The Department of Health has not explained why some deaths were announced, and others weren’t, but has said the territorial government is only recording the deaths of individuals who were infected with the virus in Nunavut.
Nunavut Health Minister Lorne Kusugak said health authorities in Nunavut are still working with other jurisdictions to determine the best way to record out-of-territory deaths.
“The discussion around that is still going on at this time,” he said. “Stats are not a high priority — there are so many other pressing issues at this point.”
Qavavao says it’s difficult for his family to hear other deaths announced and mourned.
“No one talked about it. My dad was from Nunavut, born and raised here,” he said.
“It kind of hurt me. It’s like he’s just a guy who went south and died.”
Expectant parents in Nunavut have few options for care
On Jan. 2, Silatik Qavvik, a 35-year-old mother from Sanikiluaq, died in a Winnipeg hospital, six weeks after she was infected with COVID-19, and just weeks after she delivered a baby girl.
Her death has prompted renewed calls for maternity care and midwifery services in Nunavut. Women can deliver in three communities: Iqaluit, Cambridge Bay and normally in Rankin Inlet, though birthing services are suspended there now due to staffing shortages.
“For many years, we’ve advocated for community-based childbirth,” said Rebecca Kudloo, the president of Pauktuutit Inuit Women of Canada.
“Especially now with a pandemic, we worry a lot when our people go south for medical.

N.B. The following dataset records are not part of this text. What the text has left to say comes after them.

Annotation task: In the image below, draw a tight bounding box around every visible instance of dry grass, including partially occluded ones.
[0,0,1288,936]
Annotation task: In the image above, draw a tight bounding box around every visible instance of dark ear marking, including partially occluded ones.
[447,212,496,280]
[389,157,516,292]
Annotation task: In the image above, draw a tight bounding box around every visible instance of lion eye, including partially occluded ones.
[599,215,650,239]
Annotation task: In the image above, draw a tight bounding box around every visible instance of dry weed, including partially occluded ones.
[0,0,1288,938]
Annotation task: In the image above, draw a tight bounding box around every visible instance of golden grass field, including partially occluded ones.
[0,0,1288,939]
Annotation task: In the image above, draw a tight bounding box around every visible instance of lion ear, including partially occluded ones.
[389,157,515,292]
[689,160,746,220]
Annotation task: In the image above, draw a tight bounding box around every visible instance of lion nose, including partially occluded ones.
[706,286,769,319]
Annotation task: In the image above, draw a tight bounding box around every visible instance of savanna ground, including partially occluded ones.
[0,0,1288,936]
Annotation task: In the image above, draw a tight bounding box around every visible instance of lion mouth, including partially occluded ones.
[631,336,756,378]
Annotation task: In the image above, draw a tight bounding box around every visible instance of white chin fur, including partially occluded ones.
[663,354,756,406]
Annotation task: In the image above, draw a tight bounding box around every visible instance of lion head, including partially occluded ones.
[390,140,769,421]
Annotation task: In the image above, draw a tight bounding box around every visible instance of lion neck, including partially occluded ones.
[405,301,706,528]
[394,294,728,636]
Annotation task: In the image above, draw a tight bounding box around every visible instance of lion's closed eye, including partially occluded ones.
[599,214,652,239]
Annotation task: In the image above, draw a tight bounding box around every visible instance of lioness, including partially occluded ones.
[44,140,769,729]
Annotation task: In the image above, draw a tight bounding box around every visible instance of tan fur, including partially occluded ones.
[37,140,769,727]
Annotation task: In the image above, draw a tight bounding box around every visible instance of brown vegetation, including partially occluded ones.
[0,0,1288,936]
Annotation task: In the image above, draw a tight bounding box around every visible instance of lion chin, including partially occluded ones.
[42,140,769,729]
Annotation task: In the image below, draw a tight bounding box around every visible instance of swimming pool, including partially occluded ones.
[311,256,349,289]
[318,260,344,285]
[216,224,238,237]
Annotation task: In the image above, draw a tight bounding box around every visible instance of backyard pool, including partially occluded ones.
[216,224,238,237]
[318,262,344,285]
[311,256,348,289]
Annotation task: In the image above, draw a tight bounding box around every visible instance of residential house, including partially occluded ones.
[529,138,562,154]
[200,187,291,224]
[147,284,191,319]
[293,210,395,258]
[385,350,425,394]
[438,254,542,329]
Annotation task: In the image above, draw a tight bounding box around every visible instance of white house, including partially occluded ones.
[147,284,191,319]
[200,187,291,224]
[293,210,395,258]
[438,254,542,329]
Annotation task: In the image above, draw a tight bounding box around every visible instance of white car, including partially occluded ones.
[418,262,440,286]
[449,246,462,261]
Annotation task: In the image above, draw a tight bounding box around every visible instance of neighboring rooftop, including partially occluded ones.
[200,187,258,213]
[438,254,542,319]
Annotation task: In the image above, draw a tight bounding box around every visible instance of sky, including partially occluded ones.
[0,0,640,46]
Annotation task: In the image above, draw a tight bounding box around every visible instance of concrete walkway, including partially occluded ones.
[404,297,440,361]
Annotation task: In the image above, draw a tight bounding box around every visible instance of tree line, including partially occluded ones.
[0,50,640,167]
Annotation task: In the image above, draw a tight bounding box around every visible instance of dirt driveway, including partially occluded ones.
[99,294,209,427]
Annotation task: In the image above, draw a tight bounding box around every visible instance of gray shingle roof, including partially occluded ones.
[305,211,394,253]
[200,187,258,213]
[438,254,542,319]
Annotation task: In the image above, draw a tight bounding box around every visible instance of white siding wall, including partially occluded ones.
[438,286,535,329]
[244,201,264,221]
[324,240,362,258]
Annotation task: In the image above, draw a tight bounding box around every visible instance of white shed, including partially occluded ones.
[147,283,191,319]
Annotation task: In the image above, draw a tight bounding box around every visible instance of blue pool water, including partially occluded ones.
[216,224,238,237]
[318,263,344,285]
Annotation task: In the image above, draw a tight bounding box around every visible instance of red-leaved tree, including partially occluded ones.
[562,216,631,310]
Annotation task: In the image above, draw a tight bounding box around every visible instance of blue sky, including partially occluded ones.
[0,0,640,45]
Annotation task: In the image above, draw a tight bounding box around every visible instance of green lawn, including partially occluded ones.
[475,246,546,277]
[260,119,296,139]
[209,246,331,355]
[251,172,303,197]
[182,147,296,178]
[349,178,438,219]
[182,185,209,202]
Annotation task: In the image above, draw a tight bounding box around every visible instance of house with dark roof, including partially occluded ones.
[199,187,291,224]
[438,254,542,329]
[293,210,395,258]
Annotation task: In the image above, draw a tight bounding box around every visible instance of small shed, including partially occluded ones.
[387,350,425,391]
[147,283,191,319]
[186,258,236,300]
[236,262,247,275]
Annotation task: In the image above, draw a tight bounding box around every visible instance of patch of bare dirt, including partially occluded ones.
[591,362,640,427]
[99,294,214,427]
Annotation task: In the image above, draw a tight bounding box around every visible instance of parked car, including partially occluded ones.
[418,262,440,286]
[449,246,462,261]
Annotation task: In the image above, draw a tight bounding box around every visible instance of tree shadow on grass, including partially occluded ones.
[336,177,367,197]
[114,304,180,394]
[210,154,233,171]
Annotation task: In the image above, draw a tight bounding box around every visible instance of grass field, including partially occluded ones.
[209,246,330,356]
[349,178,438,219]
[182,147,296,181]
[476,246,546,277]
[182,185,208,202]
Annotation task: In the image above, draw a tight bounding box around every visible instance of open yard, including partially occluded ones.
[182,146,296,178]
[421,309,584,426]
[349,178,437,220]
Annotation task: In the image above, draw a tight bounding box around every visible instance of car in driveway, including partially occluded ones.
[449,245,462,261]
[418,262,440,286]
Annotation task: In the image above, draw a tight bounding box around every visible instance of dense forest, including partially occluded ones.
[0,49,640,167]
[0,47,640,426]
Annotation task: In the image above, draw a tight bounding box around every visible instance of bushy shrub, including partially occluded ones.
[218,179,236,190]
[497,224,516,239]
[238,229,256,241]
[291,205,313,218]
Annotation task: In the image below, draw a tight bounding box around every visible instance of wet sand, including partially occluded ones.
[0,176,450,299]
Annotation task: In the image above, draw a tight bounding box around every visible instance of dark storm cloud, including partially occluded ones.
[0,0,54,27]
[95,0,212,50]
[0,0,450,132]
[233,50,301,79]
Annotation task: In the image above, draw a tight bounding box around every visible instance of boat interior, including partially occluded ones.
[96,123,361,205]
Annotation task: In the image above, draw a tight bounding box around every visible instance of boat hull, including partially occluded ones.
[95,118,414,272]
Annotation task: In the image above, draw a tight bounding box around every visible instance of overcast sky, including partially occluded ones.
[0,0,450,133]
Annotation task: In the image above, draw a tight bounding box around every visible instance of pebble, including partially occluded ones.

But we have no choice.”
That was the case for Qavvik and her partner Peter, who flew to Winnipeg on Nov. 10 ahead of the birth of their fifth child.
All five of their children were born in Winnipeg. Peter said the couple would have liked to deliver in Iqaluit, but Silatik was considered at high risk for pre-term labour — all her children were born prematurely.
“Me and my wife had no choice but to go to Winnipeg,” he said.
Apart from hospital appointments, Peter said he and his wife only went out once to shop for baby essentials.
Silatik started showing symptoms around Nov. 20, he said: she had chills and was short of breath. She tested positive for COVID-19 a couple days later.
The couple’s daughter, Lisi, was born by caesarian section at St-Boniface hospital on Nov. 23 – the same day the couple’s eldest daughter was born 16 years earlier.
The baby girl also tested positive for COVID-19. The infant was transferred to the Children’s Hospital of Winnipeg for special care; she’s since recovered and is back home in Sanikiluaq.
Qavvik saw his wife for the last time on Nov. 25, just before he too tested positive for the virus.
“I said, ‘See you later and I love you,’” he recalled, tearfully.
Medical travel down significantly in 2020, GN says
Medical travel is a reality of Nunavut’s health-care system. A 2015 study found that 58 per cent of all Nunavut patients requiring both inpatient and outpatient care must travel outside of the territory.
Since the beginning of the pandemic, however, the Nunavut government says it’s been looking to minimize the number of patients who must fly out of the territory.
“The priority is always that the best safety measures are taken, whatever care our patients need,” said Health Minister Kusugak. “That hasn’t changed.”
The territorial government is also working to bring more services to the territory, he said, like some cancer screening and chemotherapy in Iqaluit and certain surgeries performed in Rankin Inlet.
“There’s some that have to go,” Kusugak said. “But I think we have significantly less medical travel to the south.”